Der Tessiner Immobilienmarkt sortiert sich neu
Schweizweit sanken die Neubauinvestitionen 2024 um 2,7 Prozent. Im Tessin trifft dieser Rückgang auf eine ohnehin angespannte Ausgangslage. Die Leerwohnungsziffer fiel innert eines Jahres von 2,08 auf 1,92 Prozent und bewegt sich damit erstmals seit Jahren deutlich nach unten. Was auf den ersten Blick nach Entspannung klingt, signalisiert das Gegenteil. Der Markt wird enger.
Bild: Milo Zanecchia
Die Angebotsmieten im Tessin gingen laut der ReMPA-Analyse 2024/2025 um 5,6 Prozent zurück, während sie schweizweit um 2,4 Prozent stiegen. In Chiasso liegt die Durchschnittsmiete bei 1’200 Franken, in Paradiso bei 2’900 Franken. Dieser Rückgang spiegelt ein Überangebot älterer, energetisch veralteter Wohnungen aus den 1960er- und 1970er-Jahren. Neubauten und sanierte Objekte halten ihre Preise stabil. Der Markt spaltet sich in zwei Geschwindigkeiten.

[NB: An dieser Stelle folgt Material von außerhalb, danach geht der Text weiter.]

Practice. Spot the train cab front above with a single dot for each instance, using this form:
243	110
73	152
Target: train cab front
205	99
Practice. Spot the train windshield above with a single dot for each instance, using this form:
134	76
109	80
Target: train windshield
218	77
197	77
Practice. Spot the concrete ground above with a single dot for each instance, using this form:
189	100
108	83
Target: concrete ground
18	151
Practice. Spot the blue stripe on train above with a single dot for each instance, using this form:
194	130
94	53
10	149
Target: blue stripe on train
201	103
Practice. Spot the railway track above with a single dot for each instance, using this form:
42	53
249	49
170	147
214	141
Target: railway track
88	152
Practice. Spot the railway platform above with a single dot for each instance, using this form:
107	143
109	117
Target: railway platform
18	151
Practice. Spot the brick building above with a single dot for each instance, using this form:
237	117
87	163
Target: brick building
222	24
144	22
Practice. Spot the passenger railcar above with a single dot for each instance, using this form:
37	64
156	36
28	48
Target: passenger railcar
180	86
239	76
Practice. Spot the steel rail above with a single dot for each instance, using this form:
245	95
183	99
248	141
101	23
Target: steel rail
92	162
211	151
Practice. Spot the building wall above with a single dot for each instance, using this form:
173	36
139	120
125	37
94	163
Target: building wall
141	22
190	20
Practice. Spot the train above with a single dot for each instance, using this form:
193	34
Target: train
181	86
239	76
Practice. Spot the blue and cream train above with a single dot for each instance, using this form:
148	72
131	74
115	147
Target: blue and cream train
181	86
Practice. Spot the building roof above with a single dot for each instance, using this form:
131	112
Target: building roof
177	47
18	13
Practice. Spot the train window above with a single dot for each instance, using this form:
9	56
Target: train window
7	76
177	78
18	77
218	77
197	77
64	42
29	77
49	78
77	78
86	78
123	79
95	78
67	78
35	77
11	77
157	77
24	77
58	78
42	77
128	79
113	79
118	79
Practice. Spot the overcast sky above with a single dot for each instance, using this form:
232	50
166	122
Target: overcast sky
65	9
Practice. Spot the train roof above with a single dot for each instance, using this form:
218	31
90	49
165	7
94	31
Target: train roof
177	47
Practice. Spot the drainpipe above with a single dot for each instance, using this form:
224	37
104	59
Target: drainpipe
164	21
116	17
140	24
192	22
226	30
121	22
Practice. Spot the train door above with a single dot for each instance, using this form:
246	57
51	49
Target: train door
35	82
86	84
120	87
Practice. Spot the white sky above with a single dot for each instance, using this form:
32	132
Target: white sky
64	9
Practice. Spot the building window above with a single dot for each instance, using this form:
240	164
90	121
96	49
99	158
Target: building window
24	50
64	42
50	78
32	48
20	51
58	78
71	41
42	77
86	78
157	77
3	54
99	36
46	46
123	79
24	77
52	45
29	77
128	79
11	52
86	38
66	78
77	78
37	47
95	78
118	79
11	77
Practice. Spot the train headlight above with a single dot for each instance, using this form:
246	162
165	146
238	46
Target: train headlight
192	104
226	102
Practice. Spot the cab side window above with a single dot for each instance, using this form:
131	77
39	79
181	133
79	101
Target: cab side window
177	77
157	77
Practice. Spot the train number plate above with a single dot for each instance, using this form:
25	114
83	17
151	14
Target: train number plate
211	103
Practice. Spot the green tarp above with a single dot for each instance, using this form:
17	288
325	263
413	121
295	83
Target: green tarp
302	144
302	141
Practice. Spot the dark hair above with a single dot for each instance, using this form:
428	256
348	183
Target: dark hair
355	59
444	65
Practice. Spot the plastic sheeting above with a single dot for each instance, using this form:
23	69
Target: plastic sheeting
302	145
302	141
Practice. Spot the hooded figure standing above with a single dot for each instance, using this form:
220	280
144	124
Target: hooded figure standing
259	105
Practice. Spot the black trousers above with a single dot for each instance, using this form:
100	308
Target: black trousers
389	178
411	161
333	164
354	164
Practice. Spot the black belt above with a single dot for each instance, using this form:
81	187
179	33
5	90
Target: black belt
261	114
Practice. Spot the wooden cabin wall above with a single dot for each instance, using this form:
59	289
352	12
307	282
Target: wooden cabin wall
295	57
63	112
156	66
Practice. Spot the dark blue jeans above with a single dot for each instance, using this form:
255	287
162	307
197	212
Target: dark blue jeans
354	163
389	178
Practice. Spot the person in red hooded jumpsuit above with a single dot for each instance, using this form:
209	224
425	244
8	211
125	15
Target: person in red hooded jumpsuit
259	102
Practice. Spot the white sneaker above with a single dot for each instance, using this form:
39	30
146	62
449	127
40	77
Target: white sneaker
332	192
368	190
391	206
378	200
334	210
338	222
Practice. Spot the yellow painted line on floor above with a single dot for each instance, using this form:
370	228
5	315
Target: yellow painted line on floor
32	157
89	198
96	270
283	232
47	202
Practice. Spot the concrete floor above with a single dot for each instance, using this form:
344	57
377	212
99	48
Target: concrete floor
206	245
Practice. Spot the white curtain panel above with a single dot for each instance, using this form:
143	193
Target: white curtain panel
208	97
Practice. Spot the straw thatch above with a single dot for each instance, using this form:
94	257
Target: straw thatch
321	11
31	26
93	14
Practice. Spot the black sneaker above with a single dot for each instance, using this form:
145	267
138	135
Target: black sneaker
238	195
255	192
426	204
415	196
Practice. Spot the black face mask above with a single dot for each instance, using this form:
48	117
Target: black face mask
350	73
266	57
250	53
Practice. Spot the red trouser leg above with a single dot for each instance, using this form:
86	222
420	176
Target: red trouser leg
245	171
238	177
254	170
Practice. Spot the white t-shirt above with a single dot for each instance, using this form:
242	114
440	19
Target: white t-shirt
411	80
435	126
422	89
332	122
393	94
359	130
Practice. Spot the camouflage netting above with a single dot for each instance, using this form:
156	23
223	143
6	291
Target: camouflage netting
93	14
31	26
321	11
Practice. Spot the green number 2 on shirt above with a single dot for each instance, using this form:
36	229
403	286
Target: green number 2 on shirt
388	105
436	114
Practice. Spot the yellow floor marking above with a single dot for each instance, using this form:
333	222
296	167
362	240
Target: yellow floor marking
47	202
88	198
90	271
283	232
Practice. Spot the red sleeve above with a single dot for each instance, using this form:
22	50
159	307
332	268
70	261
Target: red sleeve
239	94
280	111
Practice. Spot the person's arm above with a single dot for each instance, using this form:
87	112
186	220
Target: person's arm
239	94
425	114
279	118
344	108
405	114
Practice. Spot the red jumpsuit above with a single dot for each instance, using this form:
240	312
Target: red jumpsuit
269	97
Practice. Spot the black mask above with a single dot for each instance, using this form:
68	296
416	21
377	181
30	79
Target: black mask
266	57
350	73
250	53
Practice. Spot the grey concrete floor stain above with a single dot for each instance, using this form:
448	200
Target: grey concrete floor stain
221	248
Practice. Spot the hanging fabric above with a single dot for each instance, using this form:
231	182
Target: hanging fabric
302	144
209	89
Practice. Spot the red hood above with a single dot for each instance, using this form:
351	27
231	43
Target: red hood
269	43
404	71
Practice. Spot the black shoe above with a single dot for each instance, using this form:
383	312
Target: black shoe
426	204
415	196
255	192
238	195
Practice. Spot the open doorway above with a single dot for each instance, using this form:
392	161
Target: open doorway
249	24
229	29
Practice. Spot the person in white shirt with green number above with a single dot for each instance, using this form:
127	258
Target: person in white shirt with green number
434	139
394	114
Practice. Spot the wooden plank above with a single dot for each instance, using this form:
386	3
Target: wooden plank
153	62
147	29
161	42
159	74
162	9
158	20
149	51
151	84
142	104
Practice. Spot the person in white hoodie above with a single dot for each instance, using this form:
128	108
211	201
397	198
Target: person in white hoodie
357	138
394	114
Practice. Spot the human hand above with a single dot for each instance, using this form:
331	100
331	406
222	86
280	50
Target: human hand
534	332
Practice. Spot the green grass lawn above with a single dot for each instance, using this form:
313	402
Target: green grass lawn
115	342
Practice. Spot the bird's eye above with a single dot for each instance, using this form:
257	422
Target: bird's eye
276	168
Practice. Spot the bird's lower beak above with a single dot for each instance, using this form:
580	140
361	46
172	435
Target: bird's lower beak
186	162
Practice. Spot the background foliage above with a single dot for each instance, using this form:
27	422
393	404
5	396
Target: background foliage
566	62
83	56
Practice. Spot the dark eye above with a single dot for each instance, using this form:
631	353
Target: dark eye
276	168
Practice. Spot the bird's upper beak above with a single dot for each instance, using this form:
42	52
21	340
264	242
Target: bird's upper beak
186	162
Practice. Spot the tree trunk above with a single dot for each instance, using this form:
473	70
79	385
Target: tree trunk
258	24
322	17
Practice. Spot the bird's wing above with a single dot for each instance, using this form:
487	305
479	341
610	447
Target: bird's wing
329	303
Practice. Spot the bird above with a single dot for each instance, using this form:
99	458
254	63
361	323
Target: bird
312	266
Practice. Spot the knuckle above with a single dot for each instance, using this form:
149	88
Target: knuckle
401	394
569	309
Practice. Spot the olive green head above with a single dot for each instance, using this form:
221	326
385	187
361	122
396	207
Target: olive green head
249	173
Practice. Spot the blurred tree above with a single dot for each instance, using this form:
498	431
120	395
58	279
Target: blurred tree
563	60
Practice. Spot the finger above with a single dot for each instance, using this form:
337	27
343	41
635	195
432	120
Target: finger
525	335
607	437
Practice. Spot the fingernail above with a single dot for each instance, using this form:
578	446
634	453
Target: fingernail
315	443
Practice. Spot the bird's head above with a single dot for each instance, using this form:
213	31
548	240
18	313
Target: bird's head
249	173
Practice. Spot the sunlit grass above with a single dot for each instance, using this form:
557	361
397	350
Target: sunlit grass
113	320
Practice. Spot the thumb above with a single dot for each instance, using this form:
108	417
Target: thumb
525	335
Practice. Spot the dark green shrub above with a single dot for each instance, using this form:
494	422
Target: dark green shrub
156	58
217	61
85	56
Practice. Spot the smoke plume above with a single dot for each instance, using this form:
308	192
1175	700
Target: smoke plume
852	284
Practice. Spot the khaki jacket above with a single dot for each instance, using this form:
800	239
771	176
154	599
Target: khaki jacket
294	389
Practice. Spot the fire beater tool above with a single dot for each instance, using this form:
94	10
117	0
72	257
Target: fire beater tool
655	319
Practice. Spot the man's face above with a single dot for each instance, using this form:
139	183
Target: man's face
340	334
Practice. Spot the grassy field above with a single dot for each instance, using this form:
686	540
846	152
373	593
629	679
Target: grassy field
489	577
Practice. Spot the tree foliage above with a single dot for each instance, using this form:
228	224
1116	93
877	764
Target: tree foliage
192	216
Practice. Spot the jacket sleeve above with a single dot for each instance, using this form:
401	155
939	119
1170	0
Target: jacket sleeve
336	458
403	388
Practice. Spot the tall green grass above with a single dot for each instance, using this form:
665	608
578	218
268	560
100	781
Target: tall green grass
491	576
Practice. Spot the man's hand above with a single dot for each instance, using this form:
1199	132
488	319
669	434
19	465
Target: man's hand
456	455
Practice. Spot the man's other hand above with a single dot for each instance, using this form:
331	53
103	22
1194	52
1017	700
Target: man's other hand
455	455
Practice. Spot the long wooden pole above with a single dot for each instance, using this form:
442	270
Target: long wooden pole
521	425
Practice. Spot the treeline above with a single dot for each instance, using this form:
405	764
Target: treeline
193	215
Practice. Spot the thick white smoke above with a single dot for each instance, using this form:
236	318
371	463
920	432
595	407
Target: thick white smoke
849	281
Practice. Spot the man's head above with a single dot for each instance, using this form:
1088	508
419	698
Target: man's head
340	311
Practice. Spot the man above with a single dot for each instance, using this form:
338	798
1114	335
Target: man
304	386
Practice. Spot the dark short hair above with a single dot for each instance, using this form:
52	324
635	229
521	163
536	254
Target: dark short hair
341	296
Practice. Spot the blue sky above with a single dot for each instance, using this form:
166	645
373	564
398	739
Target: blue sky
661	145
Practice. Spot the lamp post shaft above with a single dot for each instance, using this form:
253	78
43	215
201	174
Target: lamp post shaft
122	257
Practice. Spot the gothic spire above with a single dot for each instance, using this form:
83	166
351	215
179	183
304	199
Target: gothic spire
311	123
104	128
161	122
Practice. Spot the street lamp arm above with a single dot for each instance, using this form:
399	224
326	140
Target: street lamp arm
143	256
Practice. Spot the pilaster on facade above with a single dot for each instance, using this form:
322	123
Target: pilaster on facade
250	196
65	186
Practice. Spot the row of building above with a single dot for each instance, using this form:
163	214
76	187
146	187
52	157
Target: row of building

Neubau bremst, Umbau zieht an
Die Bauinvestitionen in der Schweiz verschoben sich 2024 deutlich. Während Neubauprojekte 2,7 Prozent weniger Mittel erhielten, legten Umbauten um 2,3 Prozent zu. Diese Verschiebung trifft das Tessin besonders. Die Bewilligungsdauer hat sich schweizweit seit 2010 verdoppelt, politische Unsicherheiten und steigende Materialkosten bremsen zusätzlich. Entwickler setzen deshalb verstärkt auf Sanierung, Ersatz und Umnutzung bestehender Substanz. Projekte werden selektiver, kleinteiliger und stärker auf Verfahrenssicherheit ausgerichtet.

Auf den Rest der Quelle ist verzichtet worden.